Whether it be his work lifting weights, practicing outfield throws or getting in extra batting practice, Jones is doing whatever it takes on his mission to be the best.
“That’s why he’s going to be one of the great ones,” Zurn said.
But being the best player on his team, he’s also needed to be a leader in addition to being a star. While that would be a tough adjustment for most players, Zurn said Jones took the role in stride, thanks to the leadership he received from three seniors when he was just a freshman. The three players, Kevin Kendall, R.J. Lan, and Chad Wilson, all play Division I baseball now for UCLA, Texas Christian, and Fresno State, respectively.
“Just a good group that took him under his wing while they all graduated,” Zurn said. “So Jared really took initiative, even as a sophomore.”
And Jones has lofty goals for his final two years in high school.
“Next year, make (Under Armour All-America Game),” Jones said. “Hopefully be back (at TOS) again.”
In addition, on the mound Jones wants to continue working on getting his fastball up to 96 mph, something he calls his “biggest step.” Jones will continue to play as both a pitcher and outfielder and his coach has no doubt he can make it doing both.
“I think he can do both at the highest level,” Zurn said.

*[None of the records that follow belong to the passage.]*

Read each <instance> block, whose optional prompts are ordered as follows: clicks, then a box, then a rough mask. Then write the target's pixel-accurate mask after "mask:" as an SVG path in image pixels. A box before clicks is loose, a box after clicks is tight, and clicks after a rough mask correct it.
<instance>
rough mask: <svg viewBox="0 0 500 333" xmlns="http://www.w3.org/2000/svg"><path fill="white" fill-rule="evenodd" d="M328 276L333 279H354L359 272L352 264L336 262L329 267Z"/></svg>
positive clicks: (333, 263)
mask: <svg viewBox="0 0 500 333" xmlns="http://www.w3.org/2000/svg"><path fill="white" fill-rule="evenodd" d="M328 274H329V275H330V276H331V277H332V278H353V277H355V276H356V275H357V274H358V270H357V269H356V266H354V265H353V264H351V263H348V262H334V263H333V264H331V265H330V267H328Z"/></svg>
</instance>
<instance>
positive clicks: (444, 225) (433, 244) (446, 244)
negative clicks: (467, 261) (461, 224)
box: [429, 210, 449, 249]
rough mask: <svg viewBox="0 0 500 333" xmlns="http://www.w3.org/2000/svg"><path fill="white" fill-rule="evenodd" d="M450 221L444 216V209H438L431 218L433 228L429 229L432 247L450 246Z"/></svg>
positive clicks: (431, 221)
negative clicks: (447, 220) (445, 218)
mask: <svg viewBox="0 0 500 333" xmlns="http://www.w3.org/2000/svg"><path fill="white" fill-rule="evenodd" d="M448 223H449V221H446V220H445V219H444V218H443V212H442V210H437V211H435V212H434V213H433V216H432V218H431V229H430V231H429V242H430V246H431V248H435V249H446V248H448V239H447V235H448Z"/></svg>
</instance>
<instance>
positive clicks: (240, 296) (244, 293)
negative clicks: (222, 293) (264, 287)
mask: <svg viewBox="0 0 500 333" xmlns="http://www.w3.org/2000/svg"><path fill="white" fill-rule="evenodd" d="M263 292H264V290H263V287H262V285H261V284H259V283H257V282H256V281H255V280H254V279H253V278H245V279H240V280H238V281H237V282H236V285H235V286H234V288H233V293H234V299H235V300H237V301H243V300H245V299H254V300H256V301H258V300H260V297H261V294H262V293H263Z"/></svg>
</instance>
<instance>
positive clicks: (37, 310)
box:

As just a rising junior who won’t attend college until 2020, Jones has a lot of time to continue to grow and will likely add more muscle in the future.
But no matter how much Jones improves, he will not be satisfied, because he has lofty goals—to be an all-time great—with his coach going so far as saying he will be a top selection in two years at the 2020 MLB Draft.
“In two years from now I like to think that he’s getting his named called within the first couple picks of that draft,” Zurn said. “I really think that’s somewhere where I don’t think anyone would be shocked. I know I wouldn’t.”